What we have audited
The Group's financial statements comprise:
●the statement of financial position as at 1 August 2021;
●the statement of comprehensive income for the year then ended;
●the statement of changes in equity for the year then ended;
●the statement of cash flows for the year then ended; and
●the notes to the financial statements, which include significant accounting policies and other
explanatory information.
Basis for opinion
We conducted our audit in accordance with International Standards on Auditing (New Zealand) (ISAs
(NZ)) and International Standards on Auditing (ISAs). Our responsibilities under those standards are
further described in the Auditor’s responsibilities for the audit of the financial statements section of our
report.
We believe that the audit evidence we have obtained is sufficient and appropriate to provide a basis
for our opinion.
Independence
We are independent of the Group in accordance with Professional and Ethical Standard 1
International Code of Ethics for Assurance Practitioners (including International Independence
Standards) (New Zealand) (PES 1) issued by the New Zealand Auditing and Assurance Standards
Board and the International Code of Ethics for Professional Accountants (including International
Independence Standards) issued by the International Ethics Standards Board for Accountants (IESBA
Code), and we have fulfilled our other ethical responsibilities in accordance with these requirements.

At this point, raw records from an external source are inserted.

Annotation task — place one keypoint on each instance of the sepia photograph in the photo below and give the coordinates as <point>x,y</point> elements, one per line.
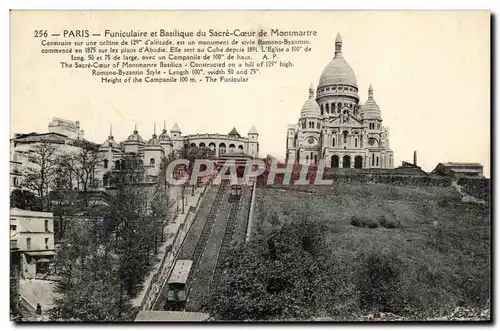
<point>250,166</point>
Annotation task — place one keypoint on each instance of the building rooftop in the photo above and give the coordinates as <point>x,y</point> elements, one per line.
<point>160,316</point>
<point>180,272</point>
<point>461,164</point>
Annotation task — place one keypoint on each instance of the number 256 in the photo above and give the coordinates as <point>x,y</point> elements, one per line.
<point>41,33</point>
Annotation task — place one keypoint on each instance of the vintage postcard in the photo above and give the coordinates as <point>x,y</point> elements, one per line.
<point>250,166</point>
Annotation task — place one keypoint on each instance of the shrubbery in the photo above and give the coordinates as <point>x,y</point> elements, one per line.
<point>304,259</point>
<point>368,222</point>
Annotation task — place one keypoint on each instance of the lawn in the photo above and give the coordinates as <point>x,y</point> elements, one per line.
<point>415,251</point>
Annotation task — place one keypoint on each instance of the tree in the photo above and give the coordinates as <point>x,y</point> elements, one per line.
<point>38,177</point>
<point>281,274</point>
<point>24,199</point>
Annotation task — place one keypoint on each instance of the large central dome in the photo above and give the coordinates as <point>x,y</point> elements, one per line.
<point>338,71</point>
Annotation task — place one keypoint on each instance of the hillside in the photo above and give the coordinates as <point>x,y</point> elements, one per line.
<point>418,252</point>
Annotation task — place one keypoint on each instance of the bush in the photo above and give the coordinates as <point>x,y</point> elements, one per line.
<point>378,282</point>
<point>363,222</point>
<point>388,223</point>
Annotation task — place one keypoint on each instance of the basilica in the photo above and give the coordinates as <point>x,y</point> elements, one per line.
<point>336,127</point>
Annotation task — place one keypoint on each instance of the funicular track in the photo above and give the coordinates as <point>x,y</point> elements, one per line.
<point>226,240</point>
<point>202,241</point>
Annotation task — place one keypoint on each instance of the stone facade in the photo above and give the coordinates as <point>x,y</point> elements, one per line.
<point>152,151</point>
<point>336,127</point>
<point>32,234</point>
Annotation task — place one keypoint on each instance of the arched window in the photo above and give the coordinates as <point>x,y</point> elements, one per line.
<point>358,162</point>
<point>346,161</point>
<point>335,161</point>
<point>222,149</point>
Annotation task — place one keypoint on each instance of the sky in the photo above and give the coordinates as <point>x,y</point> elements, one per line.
<point>430,72</point>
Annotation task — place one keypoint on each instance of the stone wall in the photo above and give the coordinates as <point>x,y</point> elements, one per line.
<point>479,188</point>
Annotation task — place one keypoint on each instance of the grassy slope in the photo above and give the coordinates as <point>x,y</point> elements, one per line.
<point>443,244</point>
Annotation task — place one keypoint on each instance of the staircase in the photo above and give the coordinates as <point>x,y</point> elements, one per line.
<point>202,241</point>
<point>226,241</point>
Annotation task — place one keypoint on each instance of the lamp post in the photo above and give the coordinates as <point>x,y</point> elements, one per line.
<point>183,188</point>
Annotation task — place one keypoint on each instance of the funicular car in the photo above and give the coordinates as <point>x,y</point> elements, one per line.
<point>177,287</point>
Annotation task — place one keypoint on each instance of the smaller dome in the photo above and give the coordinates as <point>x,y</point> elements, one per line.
<point>110,142</point>
<point>370,110</point>
<point>310,107</point>
<point>135,137</point>
<point>154,141</point>
<point>164,138</point>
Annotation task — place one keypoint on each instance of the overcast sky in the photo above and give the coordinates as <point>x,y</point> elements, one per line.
<point>430,72</point>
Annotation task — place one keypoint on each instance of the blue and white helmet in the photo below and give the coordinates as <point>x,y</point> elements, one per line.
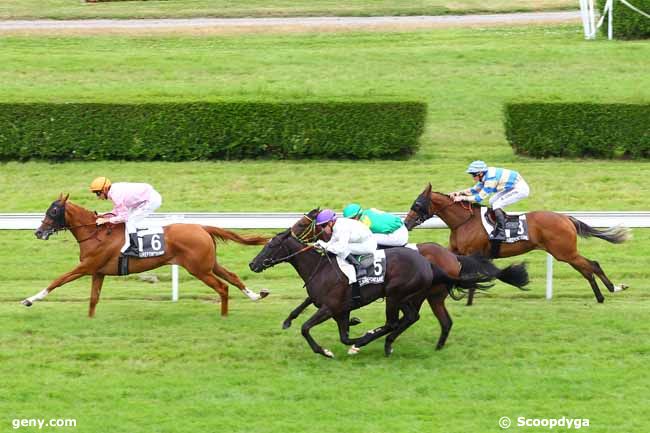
<point>477,167</point>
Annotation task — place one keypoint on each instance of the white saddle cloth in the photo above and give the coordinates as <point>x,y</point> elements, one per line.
<point>348,269</point>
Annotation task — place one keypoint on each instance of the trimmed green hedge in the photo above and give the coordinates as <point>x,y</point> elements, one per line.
<point>628,24</point>
<point>577,130</point>
<point>193,131</point>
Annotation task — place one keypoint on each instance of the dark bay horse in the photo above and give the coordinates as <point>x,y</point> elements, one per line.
<point>409,280</point>
<point>549,231</point>
<point>454,265</point>
<point>191,246</point>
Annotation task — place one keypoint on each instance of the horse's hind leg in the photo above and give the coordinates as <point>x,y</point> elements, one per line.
<point>236,281</point>
<point>411,316</point>
<point>470,296</point>
<point>296,312</point>
<point>320,316</point>
<point>343,322</point>
<point>98,280</point>
<point>437,305</point>
<point>219,286</point>
<point>601,274</point>
<point>586,268</point>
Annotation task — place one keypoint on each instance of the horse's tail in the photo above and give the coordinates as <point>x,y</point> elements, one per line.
<point>458,286</point>
<point>227,235</point>
<point>615,235</point>
<point>477,264</point>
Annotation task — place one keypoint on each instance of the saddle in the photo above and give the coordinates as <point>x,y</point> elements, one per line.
<point>145,242</point>
<point>516,225</point>
<point>372,269</point>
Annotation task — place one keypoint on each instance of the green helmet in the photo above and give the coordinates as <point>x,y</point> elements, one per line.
<point>352,210</point>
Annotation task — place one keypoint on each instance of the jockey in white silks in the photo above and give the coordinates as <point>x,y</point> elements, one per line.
<point>349,237</point>
<point>132,203</point>
<point>507,186</point>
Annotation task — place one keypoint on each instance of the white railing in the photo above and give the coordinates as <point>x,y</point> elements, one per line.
<point>250,220</point>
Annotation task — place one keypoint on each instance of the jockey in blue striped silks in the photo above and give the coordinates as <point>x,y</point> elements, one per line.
<point>507,186</point>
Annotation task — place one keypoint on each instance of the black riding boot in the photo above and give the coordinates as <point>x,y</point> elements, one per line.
<point>356,290</point>
<point>499,233</point>
<point>132,249</point>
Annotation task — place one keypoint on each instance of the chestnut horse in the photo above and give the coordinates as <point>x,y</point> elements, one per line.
<point>189,245</point>
<point>409,280</point>
<point>549,231</point>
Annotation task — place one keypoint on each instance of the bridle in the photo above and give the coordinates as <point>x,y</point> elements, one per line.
<point>418,206</point>
<point>62,225</point>
<point>304,238</point>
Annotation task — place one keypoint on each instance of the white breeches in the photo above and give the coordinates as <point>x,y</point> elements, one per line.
<point>366,247</point>
<point>505,198</point>
<point>137,215</point>
<point>398,238</point>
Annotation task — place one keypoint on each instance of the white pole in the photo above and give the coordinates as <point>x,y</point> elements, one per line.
<point>592,19</point>
<point>610,24</point>
<point>174,283</point>
<point>549,276</point>
<point>585,18</point>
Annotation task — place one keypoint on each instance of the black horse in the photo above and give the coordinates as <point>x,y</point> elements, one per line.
<point>409,280</point>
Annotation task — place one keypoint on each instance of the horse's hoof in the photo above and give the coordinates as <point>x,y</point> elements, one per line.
<point>353,350</point>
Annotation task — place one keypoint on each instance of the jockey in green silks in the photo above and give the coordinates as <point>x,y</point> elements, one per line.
<point>388,229</point>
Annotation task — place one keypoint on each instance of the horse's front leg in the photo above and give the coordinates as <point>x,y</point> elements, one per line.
<point>77,272</point>
<point>296,312</point>
<point>98,280</point>
<point>343,322</point>
<point>319,316</point>
<point>392,319</point>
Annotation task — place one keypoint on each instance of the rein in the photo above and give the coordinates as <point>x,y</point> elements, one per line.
<point>273,262</point>
<point>468,208</point>
<point>66,227</point>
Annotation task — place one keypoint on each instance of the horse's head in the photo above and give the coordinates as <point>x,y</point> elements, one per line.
<point>277,251</point>
<point>54,219</point>
<point>274,252</point>
<point>305,229</point>
<point>420,210</point>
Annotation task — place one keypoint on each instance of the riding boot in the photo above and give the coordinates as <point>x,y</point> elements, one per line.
<point>356,289</point>
<point>132,249</point>
<point>499,233</point>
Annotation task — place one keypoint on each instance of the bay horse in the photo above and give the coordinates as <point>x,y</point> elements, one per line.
<point>454,265</point>
<point>549,231</point>
<point>409,280</point>
<point>191,246</point>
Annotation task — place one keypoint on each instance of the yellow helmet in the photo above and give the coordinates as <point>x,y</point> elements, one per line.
<point>100,184</point>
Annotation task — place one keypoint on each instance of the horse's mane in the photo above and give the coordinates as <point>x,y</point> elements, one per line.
<point>474,205</point>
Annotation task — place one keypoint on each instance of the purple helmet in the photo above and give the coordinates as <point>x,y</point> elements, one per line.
<point>325,216</point>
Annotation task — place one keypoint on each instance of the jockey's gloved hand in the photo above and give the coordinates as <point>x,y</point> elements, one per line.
<point>320,245</point>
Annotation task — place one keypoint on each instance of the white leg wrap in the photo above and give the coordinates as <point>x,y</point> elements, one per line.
<point>353,350</point>
<point>40,295</point>
<point>252,295</point>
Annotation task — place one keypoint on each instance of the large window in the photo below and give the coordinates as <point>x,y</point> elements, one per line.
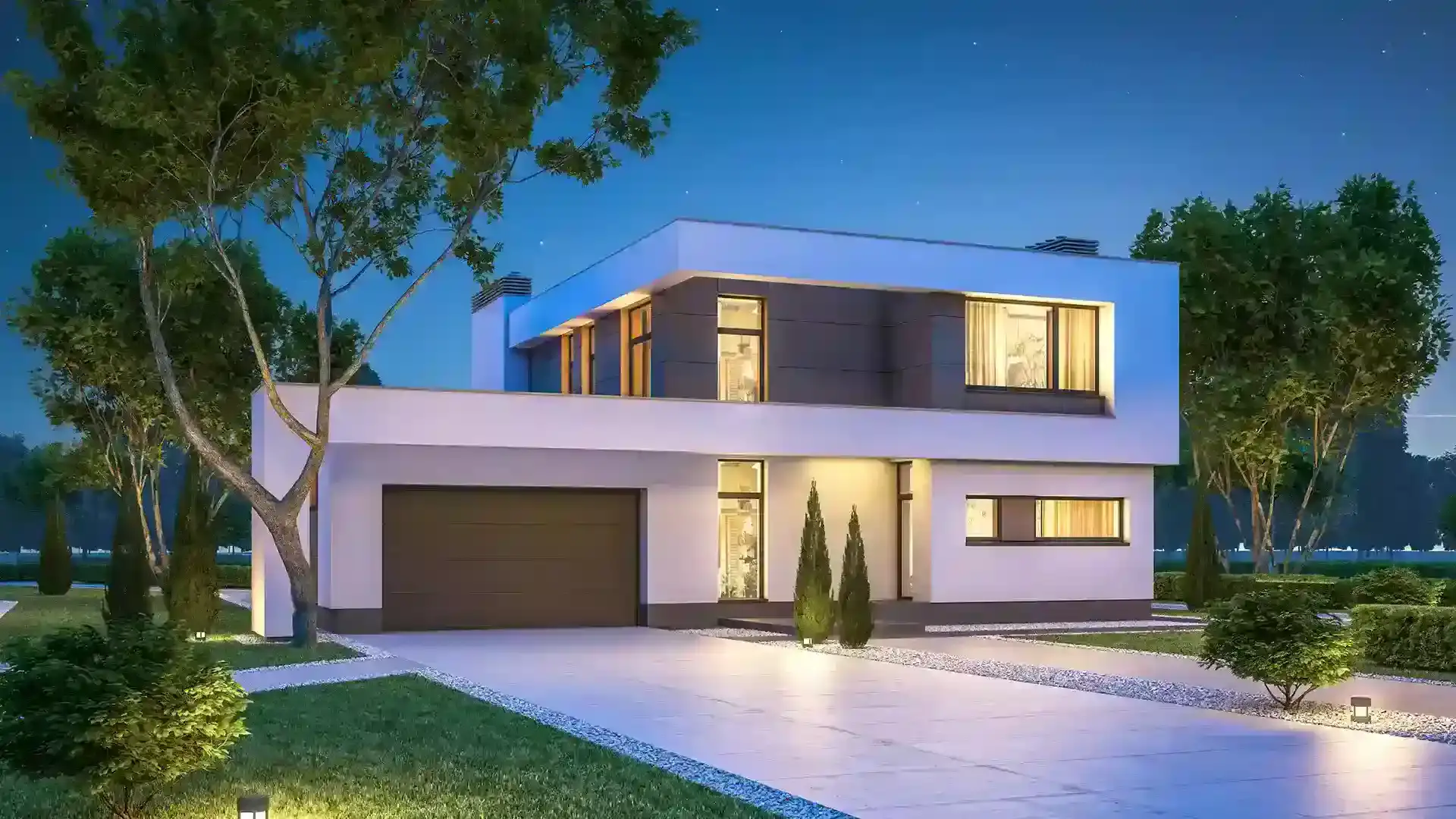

Our firm carries out other services for the Group in the areas of tax compliance and tax advisory
services. In addition, certain partners and employees of our firm may deal with the Group on normal
terms within the ordinary course of trading activities of the Group. These relationships and provision
of other services has not impaired our independence as auditor of the Group.
Key audit matters
Key audit matters are those matters that, in our professional judgement, were of most significance in
our audit of the financial statements of the current year. These matters were addressed in the context
of our audit of the financial statements as a whole, and in forming our opinion thereon, and we do not
provide a separate opinion on these matters.
INDEPENDENT AUDITOR’S REPORT
PwC 3
As part of designing our audit, we determined materiality and assessed the risks of material
misstatement in the financial statements. In particular, we considered where management made
subjective judgements; for example, in respect of significant accounting estimates that involved
making assumptions and considering future events that are inherently uncertain. As in all of our audits,
we also addressed the risk of management override of internal controls, including among other
matters, consideration of whether there was evidence of bias that represented a risk of material
misstatement due to fraud.
Materiality
The scope of our audit was influenced by our application of materiality. An audit is designed to obtain
reasonable assurance about whether the financial statements are free from material misstatement.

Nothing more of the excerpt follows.